Saturday, February 23, 2008
The sad state of music journalism today
There was a time when music criticism, despite Frank Zappa's critique, was a respectable, honest and enlightening art form, no less than literary or film criticism.
But this story in Maxim magazine, sent to me by Ben Marks, shows the soft white underbelly of modern music journalism.
Maxim reviewed the Black Crowes album.....without listening to it. That ranks up there with some of the worst I've seen.
In more than a decade in the field, I've seen a reviewer review a canceled concert (gunplay between the Luniz and Too Short ended a Summer Jam show at Shoreline Amphitheatre, but the Contra Costa Times's critic still wrote about bands that never performed. The really dumb thing was, the show was broadcast live on radio, and he still didn't bother to tune in.)
I've seen a critic plagiarize an American Idol review from Entertainment Weekly and get busted because one of the newspapers' managers was as the show with his children, and they knew different songs were sung than were reported.
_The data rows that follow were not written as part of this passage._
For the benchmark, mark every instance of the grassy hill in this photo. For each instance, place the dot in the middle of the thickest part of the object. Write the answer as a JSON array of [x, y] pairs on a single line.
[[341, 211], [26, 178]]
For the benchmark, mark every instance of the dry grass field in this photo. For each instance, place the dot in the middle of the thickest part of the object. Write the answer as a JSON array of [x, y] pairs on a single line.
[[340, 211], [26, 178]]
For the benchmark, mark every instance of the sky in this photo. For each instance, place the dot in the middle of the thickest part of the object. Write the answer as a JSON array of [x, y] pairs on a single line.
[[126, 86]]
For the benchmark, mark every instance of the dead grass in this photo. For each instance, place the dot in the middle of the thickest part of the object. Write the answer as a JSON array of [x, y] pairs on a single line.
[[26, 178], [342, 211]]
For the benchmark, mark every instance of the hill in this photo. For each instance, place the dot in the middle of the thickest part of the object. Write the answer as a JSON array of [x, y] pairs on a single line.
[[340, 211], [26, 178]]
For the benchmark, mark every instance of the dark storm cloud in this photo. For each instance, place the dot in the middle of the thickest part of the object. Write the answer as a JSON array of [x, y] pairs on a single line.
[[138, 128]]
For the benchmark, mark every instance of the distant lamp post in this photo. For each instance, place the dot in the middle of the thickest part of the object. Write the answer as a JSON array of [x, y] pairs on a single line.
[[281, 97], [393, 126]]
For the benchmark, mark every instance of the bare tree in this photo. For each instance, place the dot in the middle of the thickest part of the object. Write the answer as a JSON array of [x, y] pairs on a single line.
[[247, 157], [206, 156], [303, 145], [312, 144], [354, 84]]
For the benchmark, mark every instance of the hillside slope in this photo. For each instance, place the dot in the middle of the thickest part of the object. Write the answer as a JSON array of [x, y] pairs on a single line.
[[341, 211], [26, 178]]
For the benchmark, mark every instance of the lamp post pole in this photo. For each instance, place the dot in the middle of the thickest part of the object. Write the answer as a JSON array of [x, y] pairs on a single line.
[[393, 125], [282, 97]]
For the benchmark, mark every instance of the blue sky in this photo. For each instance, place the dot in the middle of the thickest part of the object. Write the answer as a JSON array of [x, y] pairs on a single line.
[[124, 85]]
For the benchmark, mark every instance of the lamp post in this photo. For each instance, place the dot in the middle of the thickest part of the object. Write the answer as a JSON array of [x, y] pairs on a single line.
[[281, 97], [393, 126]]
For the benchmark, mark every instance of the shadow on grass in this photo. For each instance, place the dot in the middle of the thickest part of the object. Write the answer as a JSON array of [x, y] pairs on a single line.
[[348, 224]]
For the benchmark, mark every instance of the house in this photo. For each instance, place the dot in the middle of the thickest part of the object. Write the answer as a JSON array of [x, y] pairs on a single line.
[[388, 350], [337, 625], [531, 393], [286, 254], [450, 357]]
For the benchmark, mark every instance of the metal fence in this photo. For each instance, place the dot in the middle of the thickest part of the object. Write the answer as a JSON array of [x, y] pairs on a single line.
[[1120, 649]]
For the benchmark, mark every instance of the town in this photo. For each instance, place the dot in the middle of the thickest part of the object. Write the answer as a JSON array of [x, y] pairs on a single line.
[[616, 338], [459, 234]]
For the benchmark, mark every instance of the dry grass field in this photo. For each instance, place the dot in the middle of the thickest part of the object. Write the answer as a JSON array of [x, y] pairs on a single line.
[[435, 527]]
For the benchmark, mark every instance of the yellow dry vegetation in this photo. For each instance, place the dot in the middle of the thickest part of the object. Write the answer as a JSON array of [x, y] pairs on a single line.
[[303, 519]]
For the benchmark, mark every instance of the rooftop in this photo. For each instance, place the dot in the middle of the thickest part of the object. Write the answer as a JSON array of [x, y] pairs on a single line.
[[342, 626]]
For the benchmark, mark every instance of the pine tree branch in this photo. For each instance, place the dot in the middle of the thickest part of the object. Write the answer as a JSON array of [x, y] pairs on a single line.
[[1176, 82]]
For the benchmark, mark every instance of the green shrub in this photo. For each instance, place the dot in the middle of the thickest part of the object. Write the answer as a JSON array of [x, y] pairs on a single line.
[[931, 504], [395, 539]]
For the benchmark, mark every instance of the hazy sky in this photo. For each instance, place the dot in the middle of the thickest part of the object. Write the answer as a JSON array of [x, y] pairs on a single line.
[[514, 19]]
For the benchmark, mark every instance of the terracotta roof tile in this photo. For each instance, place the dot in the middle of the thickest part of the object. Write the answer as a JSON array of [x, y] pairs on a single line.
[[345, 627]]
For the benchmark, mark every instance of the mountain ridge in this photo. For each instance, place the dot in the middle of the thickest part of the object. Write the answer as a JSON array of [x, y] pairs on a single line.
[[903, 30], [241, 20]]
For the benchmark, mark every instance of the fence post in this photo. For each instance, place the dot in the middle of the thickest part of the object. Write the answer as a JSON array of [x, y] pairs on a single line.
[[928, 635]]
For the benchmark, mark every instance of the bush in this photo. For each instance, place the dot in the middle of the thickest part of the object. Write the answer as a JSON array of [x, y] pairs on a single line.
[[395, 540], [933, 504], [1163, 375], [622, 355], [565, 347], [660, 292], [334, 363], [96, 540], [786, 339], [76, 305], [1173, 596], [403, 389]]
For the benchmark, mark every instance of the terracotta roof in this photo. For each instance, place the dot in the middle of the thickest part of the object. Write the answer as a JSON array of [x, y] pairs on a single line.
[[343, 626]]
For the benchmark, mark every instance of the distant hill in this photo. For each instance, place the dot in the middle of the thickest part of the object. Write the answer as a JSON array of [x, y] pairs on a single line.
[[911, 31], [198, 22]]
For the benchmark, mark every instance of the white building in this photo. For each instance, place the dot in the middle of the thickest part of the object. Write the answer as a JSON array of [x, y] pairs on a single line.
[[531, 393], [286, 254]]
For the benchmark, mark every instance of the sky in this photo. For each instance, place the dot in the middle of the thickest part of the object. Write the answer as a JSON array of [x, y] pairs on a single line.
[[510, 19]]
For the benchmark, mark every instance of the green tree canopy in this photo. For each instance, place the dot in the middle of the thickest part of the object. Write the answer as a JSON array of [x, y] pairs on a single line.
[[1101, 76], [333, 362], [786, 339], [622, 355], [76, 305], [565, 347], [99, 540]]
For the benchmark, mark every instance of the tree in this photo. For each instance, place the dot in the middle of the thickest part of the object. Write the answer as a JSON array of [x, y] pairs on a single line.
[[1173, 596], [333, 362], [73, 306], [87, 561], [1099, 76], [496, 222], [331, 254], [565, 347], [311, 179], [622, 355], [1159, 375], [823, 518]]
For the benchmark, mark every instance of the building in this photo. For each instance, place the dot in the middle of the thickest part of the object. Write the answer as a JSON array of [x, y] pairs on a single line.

The same critic wrote a Grammy story about tributes to the Beetles and Bob Dillon, and kept her job.
I don't know how the editors of Maxim can justify this one. Really, they can't.
But maybe fake reviews go along with fake boobs.
And do you remember Zappa's view of music criticism?
"Most rock journalism is people who can't write, interviewing people who can't talk, for people who can't read," he said.